According to filings with the state of Michigan, General Motors (GM) is set to initiate layoffs affecting just over 1,300 workers across two Michigan plants early next year. The larger layoff, involving 945 employees at GM’s Orion Assembly plant responsible for producing Chevrolet Bolts, is scheduled to commence on January 1. However, the company has slated the final production date at the Orion plant for the week of December 18.
GM had previously announced plans in October to transition the Orion plant to electric vehicle production by 2025, delaying the original target of 2024 to safeguard profit margins. During this transition, GM assured that employees at the Orion plant would be provided with “other opportunities in Michigan.”
Additionally, GM will be laying off 369 more workers at its Lansing Grand River Assembly/Stamping plant starting on January 2. This decision stems from the company’s choice to cease the production of the Chevrolet Camaro, which is manufactured at the Lansing facility.

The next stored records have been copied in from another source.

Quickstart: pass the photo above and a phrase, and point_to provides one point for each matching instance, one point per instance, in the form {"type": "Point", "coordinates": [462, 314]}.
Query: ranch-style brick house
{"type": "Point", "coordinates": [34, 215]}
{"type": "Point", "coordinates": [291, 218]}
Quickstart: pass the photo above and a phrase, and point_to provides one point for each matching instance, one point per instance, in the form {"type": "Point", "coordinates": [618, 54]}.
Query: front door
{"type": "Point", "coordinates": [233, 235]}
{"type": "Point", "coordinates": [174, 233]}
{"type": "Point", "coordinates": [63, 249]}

GM stated that it anticipates offering job opportunities to all affected team members in accordance with the UAW-GM National Agreement.
Regarding the decision to halt Camaro production, Brad Franz, director of Chevrolet car and crossover marketing, explained that it resulted from an assessment of the company’s “portfolio offerings for progress toward our EV future and sales demand.” Although no immediate successor for the Camaro was announced, Franz emphasized that performance remains a crucial aspect of Chevrolet’s identity.
In a related development, GM’s self-driving unit, Cruise, disclosed in an internal memo obtained by CNBC on December 14, that it is implementing a workforce reduction of 900 employees, constituting 24% of its total workforce. This decision comes in the aftermath of safety concerns, leading to Cruise temporarily suspending its operations. GM expressed support for Cruise’s employment decisions, characterizing them as part of a more deliberate approach focused on safety as a top priority.